## Wallaroo SDK Essentials Guide: Assays Management

How to create and manage Wallaroo Assays through the Wallaroo SDK

## Model Insights and Interactive Analysis Introduction

Wallaroo provides the ability to perform interactive analysis so organizations can explore the data from a pipeline and learn how the data is behaving. With this information and the knowledge of your particular business use case you can then choose appropriate thresholds for persistent automatic assays as desired.

• IMPORTANT NOTE

Model insights operates over time and is difficult to demo in a notebook without pre-canned data.

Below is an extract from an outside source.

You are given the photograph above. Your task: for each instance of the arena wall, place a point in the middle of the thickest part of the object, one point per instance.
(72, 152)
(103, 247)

We assume you have an active pipeline that has been running and making predictions over time and show you the code you may use to analyze your pipeline.

Monitoring tasks called assays monitors a model’s predictions or the data coming into the model against an established baseline. Changes in the distribution of this data can be an indication of model drift, or of a change in the environment that the model trained for. This can provide tips on whether a model needs to be retrained or the environment data analyzed for accuracy or other needs.

### Assay Details

Assays contain the following attributes:

Attribute Default Description
Name   The name of the assay. Assay names must be unique.
Baseline Data   Data that is known to be “typical” (typically distributed) and can be used to determine whether the distribution of new data has changed.
Schedule Every 24 hours at 1 AM New assays are configured to run a new analysis for every 24 hours starting at the end of the baseline period. This period can be configured through the SDK.
Group Results Daily Groups assay results into groups based on either Daily (the default), Weekly, or Monthly.
Metric PSI Population Stability Index (PSI) is an entropy-based measure of the difference between distributions. Maximum Difference of Bins measures the maximum difference between the baseline and current distributions (as estimated using the bins). Sum of the difference of bins sums up the difference of occurrences in each bin between the baseline and current distributions.
Threshold 0.1 The threshold for deciding whether the difference between distributions, as evaluated by the above metric, is large (the distributions are different) or small (the distributions are similar). The default of 0.1 is generally a good threshold when using PSI as the metric.
Number of Bins 5 Sets the number of bins that will be used to partition the baseline data for comparison against how future data falls into these bins. By default, the binning scheme is percentile (quantile) based. The binning scheme can be configured (see Bin Mode, below). Note that the total number of bins will include the set number plus the left_outlier and the right_outlier, so the total number of bins will be the total set + 2.
Bin Mode Quantile Set the binning scheme. Quantile binning defines the bins using percentile ranges (each bin holds the same percentage of the baseline data). Equal binning defines the bins using equally spaced data value ranges, like a histogram. Custom allows users to set the range of values for each bin, with the Left Outlier always starting at Min (below the minimum values detected from the baseline) and the Right Outlier always ending at Max (above the maximum values detected from the baseline).
Bin Weight Equally Weighted The bin weights can be either set to Equally Weighted (the default) where each bin is weighted equally, or Custom where the bin weights can be adjusted depending on which are considered more important for detecting model drift.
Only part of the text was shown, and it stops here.